Expected results: volume mount should be accessible all the time

Additional info: we are doing static provisioning of glusterfs volume mount in k8s.

Creating glusterfs using our own scripts with the following commands sudo gluster peer probe sudo gluster volume create sudo gluster volume start

we are mounting glusterfs in secondary disk of linux (eg /dev/sdb)

while cleaning up:- sudo gluster peer detach sudo gluster volume stop sudo gluster volume delete we are unmounting the disk and formatting the disk using (ext4 type)

Please let me know , if i'm missing any command or not following proper procedure.

gluster-ant commented 4 years ago

Time: 20191209T13:24:47 sabose at redhat commented: Rafi, can you take a look?

gluster-ant commented 4 years ago

Time: 20191211T18:18:31 rkavunga at redhat commented: It looks like the backend brick mount is corrupted. The system logs suggest an i/o error, and mostly due to a hardware failure or will be related to the storage device. The errors from gluster brick logs are also from the POSIX layer, the layer where gluster talks to the backend device. So it is highly likely to have some problems with the backend mount.

gluster-ant commented 4 years ago

Time: 20191213T06:25:55 sharmaakshay890 at gmail commented: Thanks Rafi,

1). Can i know what could be reason of this i/o error failure??.

We are facing this issues in some of the machines , due to which we are unable to do anything until and unless we reboots that machine. After that everything come backs to normal.

we are unable to find the root cause.

2). I have shared some steps in bug's Additional Info.

can you please let us know, that mentioned steps are correct ? (for creation and cleaning up of Glusterfs).

3) Recommended Backend storage for glusterfs ??

we are using Sata disk with ext4 type.

gluster-ant commented 4 years ago

Time: 20200116T08:23:23 rkavunga at redhat commented: (In reply to sharmaakshay890 from comment #3)

Thanks Rafi,

1). Can i know what could be reason of this i/o error failure??.

We are facing this issues in some of the machines , due to which we are unable to do anything until and unless we reboots that machine.

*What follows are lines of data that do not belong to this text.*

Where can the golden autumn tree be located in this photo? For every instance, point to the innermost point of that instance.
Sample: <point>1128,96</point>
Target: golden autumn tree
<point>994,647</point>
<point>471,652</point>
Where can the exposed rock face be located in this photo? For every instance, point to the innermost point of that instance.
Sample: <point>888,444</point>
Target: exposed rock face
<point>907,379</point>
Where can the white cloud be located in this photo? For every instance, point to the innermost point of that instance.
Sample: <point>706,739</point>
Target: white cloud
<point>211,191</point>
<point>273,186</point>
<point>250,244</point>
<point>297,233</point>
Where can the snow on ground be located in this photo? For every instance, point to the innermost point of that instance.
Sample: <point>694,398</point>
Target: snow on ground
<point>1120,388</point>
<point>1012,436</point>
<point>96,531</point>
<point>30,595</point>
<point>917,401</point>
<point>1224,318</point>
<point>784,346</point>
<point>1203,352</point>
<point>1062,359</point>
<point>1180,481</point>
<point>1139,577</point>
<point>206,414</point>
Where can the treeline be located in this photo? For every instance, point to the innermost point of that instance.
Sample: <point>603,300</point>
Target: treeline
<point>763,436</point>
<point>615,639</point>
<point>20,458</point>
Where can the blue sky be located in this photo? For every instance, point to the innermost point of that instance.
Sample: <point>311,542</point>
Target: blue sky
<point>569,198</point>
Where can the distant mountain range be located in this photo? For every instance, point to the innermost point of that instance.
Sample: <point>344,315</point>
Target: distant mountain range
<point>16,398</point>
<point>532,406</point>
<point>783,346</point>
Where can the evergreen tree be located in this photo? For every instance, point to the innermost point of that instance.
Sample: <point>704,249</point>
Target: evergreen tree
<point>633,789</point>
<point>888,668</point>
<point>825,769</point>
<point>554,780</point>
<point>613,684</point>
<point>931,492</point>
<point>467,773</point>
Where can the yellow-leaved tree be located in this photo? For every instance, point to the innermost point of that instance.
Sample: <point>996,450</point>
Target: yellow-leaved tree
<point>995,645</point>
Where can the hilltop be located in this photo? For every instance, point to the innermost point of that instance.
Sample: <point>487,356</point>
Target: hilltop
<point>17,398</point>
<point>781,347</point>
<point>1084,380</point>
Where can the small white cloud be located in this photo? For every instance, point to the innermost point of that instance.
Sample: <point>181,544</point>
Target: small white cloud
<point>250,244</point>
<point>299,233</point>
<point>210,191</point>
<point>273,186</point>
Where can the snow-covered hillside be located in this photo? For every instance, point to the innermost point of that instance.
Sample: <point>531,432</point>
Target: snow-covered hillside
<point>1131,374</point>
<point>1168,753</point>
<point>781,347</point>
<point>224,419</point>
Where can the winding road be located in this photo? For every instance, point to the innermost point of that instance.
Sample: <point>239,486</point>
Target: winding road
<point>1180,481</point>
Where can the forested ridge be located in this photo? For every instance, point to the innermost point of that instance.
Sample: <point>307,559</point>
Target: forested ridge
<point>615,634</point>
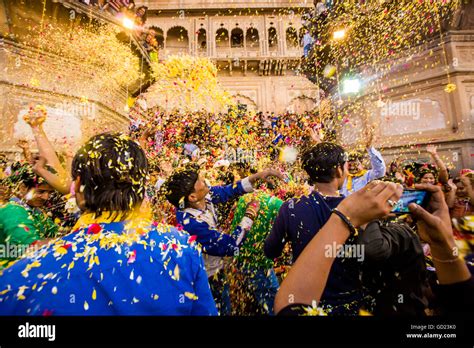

After that everything come backs to normal.

we are unable to find the root cause.

I have to admit it I'm not an expert in disk failure cases. You can may start with the disk health check and then see if the file system is corrupted or not.

2). I have shared some steps in bug's Additional Info.

can you please let us know, that mentioned steps are correct ? (for creation and cleaning up of Glusterfs).

Please refer to https://docs.gluster.org/en/latest/Administrator%20Guide/setting-up-storage/

3) Recommended Backend storage for glusterfs ??

we are using Sata disk with ext4 type.

ext4 is perfectly fine though gluster recommends XFS.

stale[bot] commented 4 years ago

Thank you for your contributions. Noticed that this issue is not having any activity in last ~6 months! We are marking this issue as stale because it has not had recent activity. It will be closed in 2 weeks if no one responds with a comment here.

stale[bot] commented 3 years ago

Closing this issue as there was no update since my last update on issue. If this is an issue which is still valid, feel free to open it.